J Shoulder Elbow Surg 2024;
33:1243-1253. [PMID:
37993090 DOI:
10.1016/j.jse.2023.10.005]
[Citation(s) in RCA: 0] [Impact Index Per Article: 0] [Reference Citation Analysis] [Abstract] [Key Words] [MESH Headings] [Track Full Text] [Journal Information] [Submit a Manuscript] [Subscribe] [Scholar Register] [Received: 06/28/2023] [Revised: 09/20/2023] [Accepted: 10/18/2023] [Indexed: 11/24/2023]
Abstract
BACKGROUND
Anemia is a major cause of morbidity worldwide and compounds numerous medical conditions. Studies have found associations between anemia and both medical and surgical complications after shoulder arthroplasty (SA); however, most of these studies have used commercially available national databases with limited information on outcomes and typically short-term follow-up.
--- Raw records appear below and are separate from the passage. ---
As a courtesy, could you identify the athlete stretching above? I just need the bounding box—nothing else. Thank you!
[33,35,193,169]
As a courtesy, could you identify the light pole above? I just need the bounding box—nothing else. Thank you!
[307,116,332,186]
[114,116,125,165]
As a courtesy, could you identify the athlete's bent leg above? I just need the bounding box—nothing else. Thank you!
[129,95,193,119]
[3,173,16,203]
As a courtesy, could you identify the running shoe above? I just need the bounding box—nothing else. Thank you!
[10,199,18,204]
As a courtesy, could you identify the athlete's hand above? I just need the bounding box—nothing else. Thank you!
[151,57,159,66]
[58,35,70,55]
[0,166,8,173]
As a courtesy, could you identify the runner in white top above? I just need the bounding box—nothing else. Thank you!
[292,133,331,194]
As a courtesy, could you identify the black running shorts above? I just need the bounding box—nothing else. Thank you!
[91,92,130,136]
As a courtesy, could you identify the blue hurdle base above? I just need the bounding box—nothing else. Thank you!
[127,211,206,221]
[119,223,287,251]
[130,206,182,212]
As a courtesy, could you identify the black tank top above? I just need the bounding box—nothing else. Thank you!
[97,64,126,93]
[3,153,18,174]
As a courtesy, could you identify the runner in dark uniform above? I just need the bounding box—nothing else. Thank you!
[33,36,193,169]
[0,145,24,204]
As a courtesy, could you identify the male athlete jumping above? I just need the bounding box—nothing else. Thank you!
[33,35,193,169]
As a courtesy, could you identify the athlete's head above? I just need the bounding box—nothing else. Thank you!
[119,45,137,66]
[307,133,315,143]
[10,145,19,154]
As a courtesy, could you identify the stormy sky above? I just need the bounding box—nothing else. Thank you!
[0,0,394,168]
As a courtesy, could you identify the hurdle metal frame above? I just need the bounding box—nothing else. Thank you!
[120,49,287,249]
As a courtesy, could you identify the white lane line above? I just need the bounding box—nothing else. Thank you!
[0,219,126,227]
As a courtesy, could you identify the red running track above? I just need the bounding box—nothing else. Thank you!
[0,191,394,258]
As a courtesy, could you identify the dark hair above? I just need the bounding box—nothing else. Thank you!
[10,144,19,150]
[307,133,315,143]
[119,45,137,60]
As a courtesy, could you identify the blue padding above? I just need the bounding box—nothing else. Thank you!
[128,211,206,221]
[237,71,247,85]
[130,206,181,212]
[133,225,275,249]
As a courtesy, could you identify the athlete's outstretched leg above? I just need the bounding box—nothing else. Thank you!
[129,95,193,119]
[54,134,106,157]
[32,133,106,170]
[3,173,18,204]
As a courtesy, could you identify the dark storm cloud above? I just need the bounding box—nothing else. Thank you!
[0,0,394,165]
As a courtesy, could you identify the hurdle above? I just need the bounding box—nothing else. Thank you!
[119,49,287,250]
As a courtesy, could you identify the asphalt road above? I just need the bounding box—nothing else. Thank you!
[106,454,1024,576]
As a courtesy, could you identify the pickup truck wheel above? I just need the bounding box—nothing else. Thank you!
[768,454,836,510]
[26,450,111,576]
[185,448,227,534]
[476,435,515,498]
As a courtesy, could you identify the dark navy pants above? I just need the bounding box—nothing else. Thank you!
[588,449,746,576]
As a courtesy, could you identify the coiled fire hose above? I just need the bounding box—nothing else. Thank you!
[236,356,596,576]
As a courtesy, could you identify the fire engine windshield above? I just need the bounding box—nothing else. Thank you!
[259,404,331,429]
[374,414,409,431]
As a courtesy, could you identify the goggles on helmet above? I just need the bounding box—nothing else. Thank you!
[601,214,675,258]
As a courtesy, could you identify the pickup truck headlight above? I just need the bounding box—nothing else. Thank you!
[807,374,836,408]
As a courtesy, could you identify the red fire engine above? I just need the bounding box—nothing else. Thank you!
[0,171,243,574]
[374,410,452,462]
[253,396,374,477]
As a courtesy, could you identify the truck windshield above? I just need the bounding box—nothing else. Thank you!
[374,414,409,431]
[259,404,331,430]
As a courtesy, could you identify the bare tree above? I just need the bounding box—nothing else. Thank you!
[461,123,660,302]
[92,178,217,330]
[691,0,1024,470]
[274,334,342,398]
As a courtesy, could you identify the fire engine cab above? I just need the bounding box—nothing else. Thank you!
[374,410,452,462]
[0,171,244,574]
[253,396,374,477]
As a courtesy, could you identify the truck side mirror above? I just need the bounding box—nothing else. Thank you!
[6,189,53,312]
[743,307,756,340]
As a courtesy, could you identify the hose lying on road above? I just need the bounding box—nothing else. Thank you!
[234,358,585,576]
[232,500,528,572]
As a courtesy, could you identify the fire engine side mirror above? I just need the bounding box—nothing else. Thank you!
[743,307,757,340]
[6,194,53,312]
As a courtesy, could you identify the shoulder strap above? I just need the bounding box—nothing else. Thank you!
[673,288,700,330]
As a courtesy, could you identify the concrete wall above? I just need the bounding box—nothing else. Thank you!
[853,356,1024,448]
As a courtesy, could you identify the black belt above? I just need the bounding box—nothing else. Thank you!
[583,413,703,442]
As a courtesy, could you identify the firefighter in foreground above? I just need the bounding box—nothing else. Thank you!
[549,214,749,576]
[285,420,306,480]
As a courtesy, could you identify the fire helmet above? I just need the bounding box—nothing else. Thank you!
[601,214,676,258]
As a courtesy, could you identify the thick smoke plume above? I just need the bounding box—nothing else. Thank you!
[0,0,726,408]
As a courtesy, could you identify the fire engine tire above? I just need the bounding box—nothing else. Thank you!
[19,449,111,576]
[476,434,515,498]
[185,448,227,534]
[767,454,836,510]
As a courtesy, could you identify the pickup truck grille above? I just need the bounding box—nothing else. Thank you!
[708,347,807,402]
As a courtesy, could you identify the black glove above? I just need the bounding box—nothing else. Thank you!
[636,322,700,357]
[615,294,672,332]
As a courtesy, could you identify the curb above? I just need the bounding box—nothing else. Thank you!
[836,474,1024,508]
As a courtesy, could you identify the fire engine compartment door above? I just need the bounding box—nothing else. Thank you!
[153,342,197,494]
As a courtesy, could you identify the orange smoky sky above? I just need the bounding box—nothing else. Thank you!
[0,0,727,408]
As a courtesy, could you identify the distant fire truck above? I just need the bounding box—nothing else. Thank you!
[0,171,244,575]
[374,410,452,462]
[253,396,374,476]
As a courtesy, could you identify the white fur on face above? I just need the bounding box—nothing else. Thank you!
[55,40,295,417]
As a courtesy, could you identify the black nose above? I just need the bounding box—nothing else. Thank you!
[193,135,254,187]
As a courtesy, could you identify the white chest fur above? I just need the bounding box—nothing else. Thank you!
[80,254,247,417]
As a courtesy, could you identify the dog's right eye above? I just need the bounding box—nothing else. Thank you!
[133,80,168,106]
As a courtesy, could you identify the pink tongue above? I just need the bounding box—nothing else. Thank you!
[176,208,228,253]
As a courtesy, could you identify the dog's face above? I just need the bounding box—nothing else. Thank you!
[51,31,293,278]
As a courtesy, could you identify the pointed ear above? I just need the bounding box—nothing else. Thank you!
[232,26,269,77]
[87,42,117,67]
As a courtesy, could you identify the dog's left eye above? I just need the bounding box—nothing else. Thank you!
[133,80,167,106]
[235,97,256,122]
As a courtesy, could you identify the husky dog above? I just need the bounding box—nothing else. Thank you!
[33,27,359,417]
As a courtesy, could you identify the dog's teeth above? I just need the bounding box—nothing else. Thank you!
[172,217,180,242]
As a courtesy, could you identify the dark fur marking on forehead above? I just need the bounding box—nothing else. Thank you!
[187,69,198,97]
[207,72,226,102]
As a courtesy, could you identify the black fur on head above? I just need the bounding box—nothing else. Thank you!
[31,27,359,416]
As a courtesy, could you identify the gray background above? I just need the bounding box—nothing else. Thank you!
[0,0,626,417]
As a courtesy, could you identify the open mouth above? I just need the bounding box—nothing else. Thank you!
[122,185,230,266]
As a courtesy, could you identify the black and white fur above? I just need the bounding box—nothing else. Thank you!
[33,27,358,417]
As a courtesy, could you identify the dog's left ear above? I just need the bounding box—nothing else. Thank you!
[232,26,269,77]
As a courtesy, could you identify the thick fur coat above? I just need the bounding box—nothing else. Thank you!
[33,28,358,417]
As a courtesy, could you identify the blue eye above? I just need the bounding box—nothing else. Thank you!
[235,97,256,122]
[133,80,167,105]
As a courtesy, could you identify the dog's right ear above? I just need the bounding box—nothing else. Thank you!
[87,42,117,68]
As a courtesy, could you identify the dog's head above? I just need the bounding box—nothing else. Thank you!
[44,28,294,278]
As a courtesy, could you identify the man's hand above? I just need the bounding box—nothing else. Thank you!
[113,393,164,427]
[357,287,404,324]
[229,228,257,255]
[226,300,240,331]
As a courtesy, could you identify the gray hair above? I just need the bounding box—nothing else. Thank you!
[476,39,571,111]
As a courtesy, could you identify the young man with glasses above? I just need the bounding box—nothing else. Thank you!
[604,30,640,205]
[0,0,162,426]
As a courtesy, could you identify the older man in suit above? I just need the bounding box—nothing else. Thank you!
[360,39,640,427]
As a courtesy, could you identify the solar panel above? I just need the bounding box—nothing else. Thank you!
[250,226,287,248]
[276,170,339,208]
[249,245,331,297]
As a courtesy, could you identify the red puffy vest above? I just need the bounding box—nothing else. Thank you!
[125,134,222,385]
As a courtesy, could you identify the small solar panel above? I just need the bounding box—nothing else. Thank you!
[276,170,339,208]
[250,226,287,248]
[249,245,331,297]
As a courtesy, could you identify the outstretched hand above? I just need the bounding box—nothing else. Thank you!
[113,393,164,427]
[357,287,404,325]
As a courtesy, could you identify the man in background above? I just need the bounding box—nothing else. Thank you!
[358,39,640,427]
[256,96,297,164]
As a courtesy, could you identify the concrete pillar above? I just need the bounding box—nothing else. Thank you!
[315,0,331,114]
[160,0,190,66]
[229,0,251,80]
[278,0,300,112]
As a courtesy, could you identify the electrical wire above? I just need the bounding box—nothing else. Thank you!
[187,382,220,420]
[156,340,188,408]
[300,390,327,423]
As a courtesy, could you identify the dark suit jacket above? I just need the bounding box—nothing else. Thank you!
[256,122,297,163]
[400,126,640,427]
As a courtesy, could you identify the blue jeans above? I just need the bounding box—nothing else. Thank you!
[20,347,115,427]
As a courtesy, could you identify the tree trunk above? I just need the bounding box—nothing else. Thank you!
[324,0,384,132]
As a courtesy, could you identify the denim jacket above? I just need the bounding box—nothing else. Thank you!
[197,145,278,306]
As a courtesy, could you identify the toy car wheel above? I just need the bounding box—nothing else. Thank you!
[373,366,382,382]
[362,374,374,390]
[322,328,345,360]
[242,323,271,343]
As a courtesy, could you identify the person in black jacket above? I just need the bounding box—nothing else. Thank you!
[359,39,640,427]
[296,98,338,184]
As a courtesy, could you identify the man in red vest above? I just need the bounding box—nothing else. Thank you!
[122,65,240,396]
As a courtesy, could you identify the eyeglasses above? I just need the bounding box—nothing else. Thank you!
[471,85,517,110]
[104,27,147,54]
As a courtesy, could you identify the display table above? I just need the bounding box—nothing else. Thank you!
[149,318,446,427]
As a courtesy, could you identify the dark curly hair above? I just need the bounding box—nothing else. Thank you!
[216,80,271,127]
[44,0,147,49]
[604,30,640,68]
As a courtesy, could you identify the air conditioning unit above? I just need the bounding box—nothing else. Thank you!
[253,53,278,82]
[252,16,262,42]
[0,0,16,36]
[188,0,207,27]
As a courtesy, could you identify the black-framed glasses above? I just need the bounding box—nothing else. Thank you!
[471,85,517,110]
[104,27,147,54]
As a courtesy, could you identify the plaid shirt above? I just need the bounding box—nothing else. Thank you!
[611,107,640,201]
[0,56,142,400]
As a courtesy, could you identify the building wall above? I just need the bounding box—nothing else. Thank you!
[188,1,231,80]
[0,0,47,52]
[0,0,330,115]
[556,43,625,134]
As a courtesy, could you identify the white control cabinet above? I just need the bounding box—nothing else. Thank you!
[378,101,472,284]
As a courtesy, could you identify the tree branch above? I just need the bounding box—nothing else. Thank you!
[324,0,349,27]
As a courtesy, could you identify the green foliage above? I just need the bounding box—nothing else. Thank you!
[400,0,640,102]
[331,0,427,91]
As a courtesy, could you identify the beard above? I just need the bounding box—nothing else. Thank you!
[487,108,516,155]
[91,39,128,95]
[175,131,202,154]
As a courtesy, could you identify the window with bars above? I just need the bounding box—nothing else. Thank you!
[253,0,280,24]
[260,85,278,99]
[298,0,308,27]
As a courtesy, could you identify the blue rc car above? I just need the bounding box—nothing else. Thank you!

Our study sought to evaluate the midterm outcomes of primary SA at a single institution when stratified by the degree of preoperative anemia.
METHODS
Between 2000 and 2020, 5231 primary SA (477 hemiarthroplasties, 2091 anatomic total SA, and 2335 reverse SA) with preoperative hematocrit values available and a minimum follow-up of 2 years were collected from a single-institution joint registry database. The severity of anemia was subclassified as no anemia (hematocrit >39% for males, >36% for females; n = 4194 [80.2%]), mild anemia (hematocrit 33%-39% for males, 33%-36% for females; n = 742 [14.2%]), and moderate-to-severe anemia (hematocrit <33% for both males and females; n = 295 [5.6%]). The mean follow-up time for the entire cohort was 5.9 years (range, 2-22 years). Medical and surgical complications, reoperations, revisions, and implant survivorship were assessed.
RESULTS
SA with moderate-to-severe anemia had the highest rate of nonfatal and nontransfusion medical complications (5.1%) relative to the nonanemic (1.2%; P < .001) and mild anemic groups (1.5%; P < .001). Similarly, SA with moderate-to-severe anemia had the highest rate of surgical complications (19.3%) compared with mild anemia (14.3%; P = .044) and no anemia (11.6%; P < .001). Postoperative transfusion was most frequent in the moderate-to-severe anemia cohort (40.3%) compared with the mild anemia (14.2%; P < .001) and nonanemic groups (2.5%; P < .001). Furthermore, SA who received postoperative transfusions had a higher risk of nonfatal medical complications (8.2% vs. 1.0%; P < .001), 90-day mortality (1.5% vs. 0.03%; P = .001), and surgical complications (19.5% vs. 12.0%; P < .001) when compared with those without transfusion.
CONCLUSIONS
Moderate-to-severe anemia (hematocrit <33% for both males and females) was identified in approximately 5.6% of patients who underwent SA at a single institution and was associated with increased medical and surgical complications. Patients who received postoperative transfusions presented elevated rates of medical complications, 90-day mortality, and surgical complications. Health care teams should be aware of these risks in order to provide more individualized medical optimization and postoperative monitoring.